I figured that as long as the mechanics of my papers made them feel
influential, my writing would be considered "good." All the
while I swore that my ideas were better than the topics assigned me,
and that my thoughts would not stand to be confined by their requirements,
but as I entered college, I realized that I had succumbed to their wishes,
and that their words spoke through me. I outlined because I "had
to" to get an "A," and revised because I was forbidden
to turn in a final draft as my first attempt. I was forced to confront
the idea that I was not as rebellious a writer as I had thought, but
a product of their "instruction." "How did it come to that?" I wondered.
A process had taken place, but not all the "process" approach
to which Clark refers (6-7). Looking back, I realized that I have been
taught to produce writing, to manufacture it as a factory manufactures
cars, to standardized specifications and accepted norms. Even the parts
of this essay are interchangeable to others I have written. That Anthropology paper I wrote, however, makes
me consider other possibilities. No one told me what to do, or how I
was supposed to tell about it. I chose to observe peoples speech
in the computer lab, and there was no professor to tell me this wasnt
as important as their pointless, concrete parameters. I discovered all
kinds of bizarre and esoteric knowledge about how people communicate
in an environment thats supposed to limit conversation. I learned
that waves, head nods, and smiles are absolutely required in the computer
lab as people must acknowledge acquaintances, or else face their wrath.
I learned that rustling papers signals others that one is about to leave,
inviting goodbyes. I learned that friends cannot stay silent if they
sit next to each other. I learned. When I finished typing the last sentence of
the paper, I felt like it was the first real one I had ever written,
the first complete thought that was truly my own. I had said something
that had value, however small, where my every previous writing contained
mostly 81/2 by 11 thoughts, chosen by someone else. What could I have
written had the assembly line "writing teachers" not bludgeoned
my brain into submission with cookie-cutter themes no one cares about?
When I think back on all the compositions Ive had to write, it
disturbs me to think that I could have been thinking all along. I was
just never asked. Finally, those rebellious literary nonconformists
who would have never made it through third grade Grammar come to mind.

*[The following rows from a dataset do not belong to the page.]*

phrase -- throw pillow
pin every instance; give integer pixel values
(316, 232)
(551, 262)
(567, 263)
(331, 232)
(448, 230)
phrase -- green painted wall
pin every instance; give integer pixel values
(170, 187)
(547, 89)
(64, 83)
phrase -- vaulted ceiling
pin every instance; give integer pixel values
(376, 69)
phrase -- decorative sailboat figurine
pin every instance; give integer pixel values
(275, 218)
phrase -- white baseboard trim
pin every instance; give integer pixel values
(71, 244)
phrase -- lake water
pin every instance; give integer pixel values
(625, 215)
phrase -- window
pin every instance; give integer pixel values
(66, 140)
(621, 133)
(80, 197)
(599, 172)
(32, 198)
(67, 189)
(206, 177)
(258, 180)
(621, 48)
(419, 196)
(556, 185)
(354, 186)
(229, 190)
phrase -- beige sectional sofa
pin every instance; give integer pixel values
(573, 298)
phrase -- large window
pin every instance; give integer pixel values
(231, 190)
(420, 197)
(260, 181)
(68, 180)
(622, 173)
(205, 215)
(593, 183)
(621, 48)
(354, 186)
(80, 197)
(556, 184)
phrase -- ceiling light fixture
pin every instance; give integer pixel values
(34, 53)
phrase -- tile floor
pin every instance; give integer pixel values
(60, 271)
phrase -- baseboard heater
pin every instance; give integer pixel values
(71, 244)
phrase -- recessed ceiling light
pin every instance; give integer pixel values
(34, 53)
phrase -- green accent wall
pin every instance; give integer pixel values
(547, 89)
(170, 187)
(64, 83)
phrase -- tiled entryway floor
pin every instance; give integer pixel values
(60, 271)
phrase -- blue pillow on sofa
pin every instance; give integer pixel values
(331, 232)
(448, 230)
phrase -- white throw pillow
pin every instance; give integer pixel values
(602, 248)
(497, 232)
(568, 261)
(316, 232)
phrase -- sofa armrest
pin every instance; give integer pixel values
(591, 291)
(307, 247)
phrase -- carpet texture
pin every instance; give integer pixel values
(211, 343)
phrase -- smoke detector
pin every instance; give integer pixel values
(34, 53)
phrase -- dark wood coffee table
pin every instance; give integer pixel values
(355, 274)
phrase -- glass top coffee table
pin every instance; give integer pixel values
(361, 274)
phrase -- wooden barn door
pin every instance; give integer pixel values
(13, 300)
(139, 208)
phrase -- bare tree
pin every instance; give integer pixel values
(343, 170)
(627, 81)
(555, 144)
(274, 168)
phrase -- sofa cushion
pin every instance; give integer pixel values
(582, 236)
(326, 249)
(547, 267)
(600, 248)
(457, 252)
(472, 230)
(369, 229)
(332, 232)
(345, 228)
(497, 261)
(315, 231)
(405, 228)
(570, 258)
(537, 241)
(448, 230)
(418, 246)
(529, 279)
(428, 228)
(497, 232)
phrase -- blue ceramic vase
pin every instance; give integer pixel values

I realized now how they got published. They said something. My
education as a writer has at last become concerned with that very act.
Writing has no value unless it means something. I can stand bewildered
in front of scripts foreign to my native tongue and although I am sure
that their strange letters contain truth for those who can discern them,
their contents matter to me. So it is with composition, style, and voice.
If my words are meaningless, then my writing is not writing at all,
but a waste of paper. According to the definition of "writing," I have just begun to learn the subject. I am eager for my "education as a writer" to continue.